Sentence-BERT: Sentence Embeddings using Siamese BERT-Networks

Concepts: sentence-embeddings | siamese-networks | contrastive-learning | bi-encoder | semantic-similarity Builds on: bert-pre-training-of-deep-bidirectional-transformers-for-language-understanding — uses pretrained BERT as the encoder Leads to: rag-retrieval-augmented-generation — SBERT-style bi-encoders are the default retrieval backbone in RAG systems

BERT is a phenomenal sentence encoder for tasks where you process two sentences together — give it both as input with a [SEP] token, run a single forward pass, and read out the relevance score. But this is fatal for retrieval. To find the most similar sentence in a 10,000-sentence corpus, you’d need to run BERT 10,000 times per query, each time feeding a (query, candidate) pair — about 65 hours per query on a V100. Sentence-BERT (Reimers & Gurevych, EMNLP 2019) reorganizes the architecture: encode each sentence independently into a fixed-length vector, then compare with cosine similarity. The same 10K-sentence search drops to ~5 seconds, with negligible accuracy loss.

The core idea

The analogy: A cross-encoder (BERT-style) is like reading two essays side by side to compare them — slow but careful, you notice every interaction. A bi-encoder (Sentence-BERT-style) is like writing a one-paragraph summary of each essay separately, then comparing summaries — much faster, slightly lossy, but the summaries are reusable.

The architecture:

SENTENCE A  ----[BERT]---->  pool  ----> u (768-dim vector)
                                                       \
                                                cosine
                                                       /
SENTENCE B  ----[BERT]---->  pool  ----> v (768-dim vector)

The two BERT towers share weights (siamese).

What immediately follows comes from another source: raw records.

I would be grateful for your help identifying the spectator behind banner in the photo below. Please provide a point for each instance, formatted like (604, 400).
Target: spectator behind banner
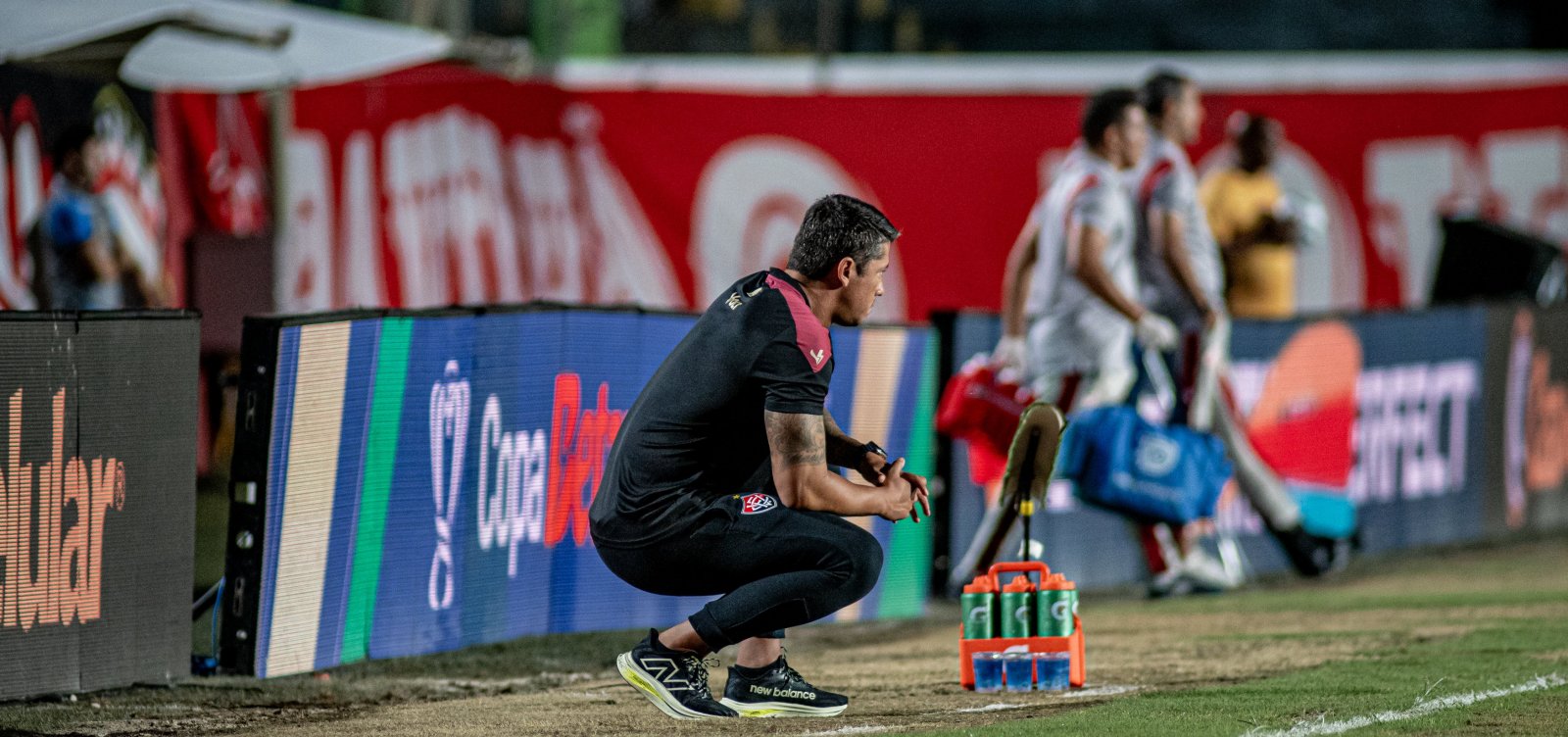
(78, 263)
(1251, 221)
(74, 258)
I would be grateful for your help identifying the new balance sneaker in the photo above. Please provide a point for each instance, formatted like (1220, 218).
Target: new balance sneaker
(778, 690)
(674, 681)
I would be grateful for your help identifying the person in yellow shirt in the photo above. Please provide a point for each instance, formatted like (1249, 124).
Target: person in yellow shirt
(1251, 223)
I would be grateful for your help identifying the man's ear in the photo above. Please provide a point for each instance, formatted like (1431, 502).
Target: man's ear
(844, 270)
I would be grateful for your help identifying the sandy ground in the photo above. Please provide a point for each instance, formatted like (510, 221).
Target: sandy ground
(901, 676)
(904, 676)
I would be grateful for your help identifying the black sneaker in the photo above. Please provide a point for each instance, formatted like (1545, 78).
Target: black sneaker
(1309, 554)
(778, 692)
(674, 681)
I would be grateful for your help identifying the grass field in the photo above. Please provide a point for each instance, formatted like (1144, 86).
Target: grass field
(1455, 642)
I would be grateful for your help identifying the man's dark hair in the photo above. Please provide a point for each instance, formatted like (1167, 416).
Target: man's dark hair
(1105, 109)
(838, 226)
(71, 140)
(1162, 88)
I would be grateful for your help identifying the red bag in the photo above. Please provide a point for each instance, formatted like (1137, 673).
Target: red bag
(982, 407)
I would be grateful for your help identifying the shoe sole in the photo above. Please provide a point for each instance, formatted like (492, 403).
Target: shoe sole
(767, 710)
(648, 686)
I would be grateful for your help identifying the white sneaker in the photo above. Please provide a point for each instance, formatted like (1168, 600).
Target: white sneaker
(1206, 572)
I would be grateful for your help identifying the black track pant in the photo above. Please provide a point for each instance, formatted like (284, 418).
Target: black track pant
(776, 568)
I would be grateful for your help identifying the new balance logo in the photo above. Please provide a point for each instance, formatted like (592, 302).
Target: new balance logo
(757, 504)
(783, 694)
(665, 671)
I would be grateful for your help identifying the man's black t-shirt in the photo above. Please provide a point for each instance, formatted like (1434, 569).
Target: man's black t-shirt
(695, 435)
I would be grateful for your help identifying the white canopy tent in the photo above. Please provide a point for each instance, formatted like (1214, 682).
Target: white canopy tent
(217, 47)
(211, 46)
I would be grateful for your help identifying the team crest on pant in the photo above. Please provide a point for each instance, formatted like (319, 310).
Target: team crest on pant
(757, 504)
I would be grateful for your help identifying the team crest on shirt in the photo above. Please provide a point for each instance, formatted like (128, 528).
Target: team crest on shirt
(757, 504)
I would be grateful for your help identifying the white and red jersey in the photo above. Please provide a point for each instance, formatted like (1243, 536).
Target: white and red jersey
(1071, 329)
(1165, 180)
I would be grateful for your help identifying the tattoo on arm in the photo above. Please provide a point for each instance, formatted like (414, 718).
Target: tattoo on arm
(799, 439)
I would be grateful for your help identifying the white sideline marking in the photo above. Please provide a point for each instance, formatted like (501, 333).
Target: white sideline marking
(990, 708)
(1100, 690)
(1421, 710)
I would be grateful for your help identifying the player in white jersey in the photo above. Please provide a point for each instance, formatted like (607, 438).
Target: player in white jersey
(1181, 276)
(1178, 261)
(1071, 282)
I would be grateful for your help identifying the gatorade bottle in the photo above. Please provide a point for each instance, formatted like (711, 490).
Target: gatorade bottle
(979, 608)
(1018, 604)
(1055, 608)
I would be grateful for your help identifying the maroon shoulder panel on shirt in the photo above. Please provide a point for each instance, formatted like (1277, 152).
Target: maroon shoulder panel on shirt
(811, 337)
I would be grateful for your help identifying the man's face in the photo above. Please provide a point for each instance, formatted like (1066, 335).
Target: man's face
(82, 167)
(862, 289)
(1189, 114)
(1258, 145)
(1129, 138)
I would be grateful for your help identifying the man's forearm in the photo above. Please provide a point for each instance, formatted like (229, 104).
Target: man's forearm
(827, 491)
(843, 451)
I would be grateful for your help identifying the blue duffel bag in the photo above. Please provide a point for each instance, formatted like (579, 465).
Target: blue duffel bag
(1157, 472)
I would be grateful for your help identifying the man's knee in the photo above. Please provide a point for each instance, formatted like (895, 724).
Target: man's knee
(864, 562)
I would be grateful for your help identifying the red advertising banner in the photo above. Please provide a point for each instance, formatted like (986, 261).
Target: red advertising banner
(447, 185)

The pooling step takes the per-token output and reduces it to a fixed vector — the paper finds mean pooling over all token outputs works best, beating the [CLS] token and max pooling. Then cosine similarity (or any vector distance) on (u, v) gives the relevance score.

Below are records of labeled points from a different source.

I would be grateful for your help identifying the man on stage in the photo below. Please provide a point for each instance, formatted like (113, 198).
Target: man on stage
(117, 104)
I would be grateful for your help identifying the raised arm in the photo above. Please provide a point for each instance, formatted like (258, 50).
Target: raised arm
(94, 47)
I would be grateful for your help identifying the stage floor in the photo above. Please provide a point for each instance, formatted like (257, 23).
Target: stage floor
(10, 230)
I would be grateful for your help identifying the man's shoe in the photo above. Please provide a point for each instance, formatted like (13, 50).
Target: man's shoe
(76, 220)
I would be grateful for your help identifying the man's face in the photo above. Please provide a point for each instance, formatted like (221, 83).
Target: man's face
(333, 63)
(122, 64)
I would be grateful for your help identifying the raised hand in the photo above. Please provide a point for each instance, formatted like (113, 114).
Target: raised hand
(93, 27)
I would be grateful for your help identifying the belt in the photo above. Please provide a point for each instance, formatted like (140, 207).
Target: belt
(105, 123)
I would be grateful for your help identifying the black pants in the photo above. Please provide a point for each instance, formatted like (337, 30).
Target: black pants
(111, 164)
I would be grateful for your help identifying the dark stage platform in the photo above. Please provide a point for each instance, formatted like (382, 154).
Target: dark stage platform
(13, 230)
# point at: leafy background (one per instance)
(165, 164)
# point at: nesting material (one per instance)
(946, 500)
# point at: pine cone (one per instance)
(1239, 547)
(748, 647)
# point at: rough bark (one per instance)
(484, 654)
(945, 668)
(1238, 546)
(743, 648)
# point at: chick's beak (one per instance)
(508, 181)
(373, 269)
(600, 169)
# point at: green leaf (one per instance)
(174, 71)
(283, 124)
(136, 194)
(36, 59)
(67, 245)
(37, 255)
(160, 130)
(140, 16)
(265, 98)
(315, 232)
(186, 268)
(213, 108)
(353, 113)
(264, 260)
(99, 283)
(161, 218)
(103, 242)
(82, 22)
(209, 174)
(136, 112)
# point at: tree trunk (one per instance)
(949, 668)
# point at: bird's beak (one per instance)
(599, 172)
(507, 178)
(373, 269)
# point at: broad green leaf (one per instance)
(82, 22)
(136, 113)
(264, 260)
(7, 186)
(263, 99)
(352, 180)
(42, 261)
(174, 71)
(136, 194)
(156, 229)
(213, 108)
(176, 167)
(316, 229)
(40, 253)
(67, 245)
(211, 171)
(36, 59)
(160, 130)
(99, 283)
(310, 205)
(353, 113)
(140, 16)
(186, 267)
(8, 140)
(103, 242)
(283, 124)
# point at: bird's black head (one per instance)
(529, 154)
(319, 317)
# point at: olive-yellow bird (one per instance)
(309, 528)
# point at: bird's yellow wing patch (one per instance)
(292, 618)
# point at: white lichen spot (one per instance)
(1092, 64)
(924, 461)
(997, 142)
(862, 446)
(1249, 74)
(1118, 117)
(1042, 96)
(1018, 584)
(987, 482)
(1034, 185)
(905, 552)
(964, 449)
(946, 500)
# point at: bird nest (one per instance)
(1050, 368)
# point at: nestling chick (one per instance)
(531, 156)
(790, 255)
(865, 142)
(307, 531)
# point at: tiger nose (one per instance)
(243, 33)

Training: fine-tune the entire siamese stack on Natural Language Inference (NLI) pairs. Three labels: entailment (the sentences mean similar things), neutral, contradiction. The loss is a softmax classifier over the concatenation [u, v, |u-v|]. After training, you discard the classifier; the encoder produces semantically meaningful sentence vectors.

Walkthrough

The 10K-sentence retrieval problem:

SETUP: query = "How tall is the Eiffel Tower?"
       corpus = 10,000 paragraphs.

CROSS-ENCODER (vanilla BERT):
  for each candidate c in corpus:
      score = BERT(query, c)        # one full forward pass per pair
  return top_k(scores)

  Cost: 10,000 BERT forward passes * ~25ms = ~250 seconds per query.
        For 1M sentences: ~7 hours per query. Untenable.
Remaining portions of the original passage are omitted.